For a time, I have forgotten.
I am just a body yet to be filled with the reminder of my reality.
As my eyes open, so do the brain waves who flush the cruel chaos back to me.
He is sick. He is gone. You are alone.
Waking up is the hardest.
I learned this in our first hospital stay. The uncomfortable roll away bed had nothing on the pain that struck my heart as I remembered. Cancer.
These may have been my first feelings of the anxiety that comes from a diagnosis. As the caregiver, no one offers you a Xanax or an aide to sleep. The caregiver needs a caregiver, someone who can bring you Diet Dr. Pepper and take “call” so you can shower.

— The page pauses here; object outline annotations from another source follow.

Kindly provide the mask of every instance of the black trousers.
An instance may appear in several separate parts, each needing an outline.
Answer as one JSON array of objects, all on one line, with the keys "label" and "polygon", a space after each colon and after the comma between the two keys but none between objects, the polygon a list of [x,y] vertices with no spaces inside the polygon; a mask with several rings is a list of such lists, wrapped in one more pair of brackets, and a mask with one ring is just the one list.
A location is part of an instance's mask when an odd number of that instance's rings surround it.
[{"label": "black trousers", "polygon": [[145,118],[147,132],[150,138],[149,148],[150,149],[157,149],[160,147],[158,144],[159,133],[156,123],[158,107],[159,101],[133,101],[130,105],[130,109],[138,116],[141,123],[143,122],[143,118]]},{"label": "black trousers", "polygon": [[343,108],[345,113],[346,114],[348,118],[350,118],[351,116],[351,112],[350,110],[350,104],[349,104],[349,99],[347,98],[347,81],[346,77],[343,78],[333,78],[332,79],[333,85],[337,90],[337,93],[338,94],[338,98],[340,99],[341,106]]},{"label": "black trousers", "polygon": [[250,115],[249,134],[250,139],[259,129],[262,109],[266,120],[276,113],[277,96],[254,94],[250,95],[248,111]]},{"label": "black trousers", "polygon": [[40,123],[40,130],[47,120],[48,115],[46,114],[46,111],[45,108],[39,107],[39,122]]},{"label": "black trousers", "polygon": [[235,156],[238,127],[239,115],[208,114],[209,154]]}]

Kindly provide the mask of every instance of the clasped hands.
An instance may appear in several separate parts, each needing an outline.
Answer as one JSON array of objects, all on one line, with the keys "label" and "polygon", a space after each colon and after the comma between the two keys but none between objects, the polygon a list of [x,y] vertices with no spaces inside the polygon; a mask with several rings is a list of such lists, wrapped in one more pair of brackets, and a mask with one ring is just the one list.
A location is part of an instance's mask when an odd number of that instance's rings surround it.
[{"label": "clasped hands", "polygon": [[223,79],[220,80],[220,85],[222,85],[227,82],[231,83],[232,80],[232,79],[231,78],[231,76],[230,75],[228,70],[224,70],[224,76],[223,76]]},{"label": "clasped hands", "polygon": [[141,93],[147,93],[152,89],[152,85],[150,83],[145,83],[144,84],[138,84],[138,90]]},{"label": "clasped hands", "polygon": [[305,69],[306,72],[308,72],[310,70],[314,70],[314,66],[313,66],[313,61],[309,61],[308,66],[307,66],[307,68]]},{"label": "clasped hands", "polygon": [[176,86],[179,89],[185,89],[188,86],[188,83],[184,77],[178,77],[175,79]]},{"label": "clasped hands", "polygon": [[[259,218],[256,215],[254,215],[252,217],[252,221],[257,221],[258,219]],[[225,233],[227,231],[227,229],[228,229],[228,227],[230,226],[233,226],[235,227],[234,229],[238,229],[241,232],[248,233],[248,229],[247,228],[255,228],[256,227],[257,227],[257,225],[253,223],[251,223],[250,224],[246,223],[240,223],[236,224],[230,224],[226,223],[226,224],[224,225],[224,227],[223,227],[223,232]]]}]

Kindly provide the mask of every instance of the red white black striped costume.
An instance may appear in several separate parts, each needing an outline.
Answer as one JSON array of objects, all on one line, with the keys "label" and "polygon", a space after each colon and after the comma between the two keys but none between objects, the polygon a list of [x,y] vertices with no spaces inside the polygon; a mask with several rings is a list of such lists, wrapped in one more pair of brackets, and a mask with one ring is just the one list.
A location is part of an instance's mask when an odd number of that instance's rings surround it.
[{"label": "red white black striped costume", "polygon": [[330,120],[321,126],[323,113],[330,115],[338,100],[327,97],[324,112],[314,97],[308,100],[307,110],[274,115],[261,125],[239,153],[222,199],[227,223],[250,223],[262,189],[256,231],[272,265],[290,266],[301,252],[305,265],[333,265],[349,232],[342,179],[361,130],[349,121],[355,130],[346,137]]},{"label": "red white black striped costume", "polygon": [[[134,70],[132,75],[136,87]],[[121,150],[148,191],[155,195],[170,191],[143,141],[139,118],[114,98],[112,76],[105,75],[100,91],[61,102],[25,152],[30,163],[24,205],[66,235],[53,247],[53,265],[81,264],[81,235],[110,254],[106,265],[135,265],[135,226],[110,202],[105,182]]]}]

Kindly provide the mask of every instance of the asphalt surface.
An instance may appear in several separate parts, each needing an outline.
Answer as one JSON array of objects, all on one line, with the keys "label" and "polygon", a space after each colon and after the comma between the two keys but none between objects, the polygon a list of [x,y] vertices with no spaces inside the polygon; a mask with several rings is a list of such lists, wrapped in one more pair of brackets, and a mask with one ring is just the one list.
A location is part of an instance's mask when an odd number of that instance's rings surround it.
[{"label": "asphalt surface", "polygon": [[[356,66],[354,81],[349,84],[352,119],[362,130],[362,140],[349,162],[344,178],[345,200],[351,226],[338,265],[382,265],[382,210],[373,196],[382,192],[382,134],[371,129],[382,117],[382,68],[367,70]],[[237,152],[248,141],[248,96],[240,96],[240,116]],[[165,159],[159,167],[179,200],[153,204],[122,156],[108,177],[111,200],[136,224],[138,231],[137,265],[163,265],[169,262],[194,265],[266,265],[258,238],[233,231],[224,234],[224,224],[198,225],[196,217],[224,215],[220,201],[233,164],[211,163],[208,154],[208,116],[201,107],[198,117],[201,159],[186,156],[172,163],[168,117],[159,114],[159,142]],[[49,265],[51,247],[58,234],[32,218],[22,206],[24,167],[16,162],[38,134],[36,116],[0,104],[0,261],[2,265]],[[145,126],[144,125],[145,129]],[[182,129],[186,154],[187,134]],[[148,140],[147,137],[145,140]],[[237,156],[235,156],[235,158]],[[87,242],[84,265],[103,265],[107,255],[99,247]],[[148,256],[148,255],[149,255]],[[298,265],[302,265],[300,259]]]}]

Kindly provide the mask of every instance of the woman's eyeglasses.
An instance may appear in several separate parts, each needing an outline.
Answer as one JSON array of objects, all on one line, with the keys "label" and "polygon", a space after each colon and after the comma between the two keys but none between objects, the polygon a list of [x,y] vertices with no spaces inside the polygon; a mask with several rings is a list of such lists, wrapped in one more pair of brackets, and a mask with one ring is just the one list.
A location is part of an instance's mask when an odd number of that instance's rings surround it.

Sleep was my only escape. An escape you chase and rarely catch. Yet, when you do- waking up is the hardest.
Like any great heartache, you can push down the pain by staying busy, adding distractions, or maybe blare rage music. You can work on yourself or numb with wine and laughter. But there’s nowhere to hide in the wee morning hours as the haze lifts.
It is in those moments where I’d feel so invisible. It’s only the fist that clinched my heart reminding me I was alive, whether I wanted to be or not.
The voice of the caregiver is often not heard. Shaky, scared and ashamed to speak up and to describe their own pain because the suffering of the person you love is so much louder. And you believe it should be- your cries are muffled, your story silent.
You are invisible.
Afraid of death and yet waking up is the hardest.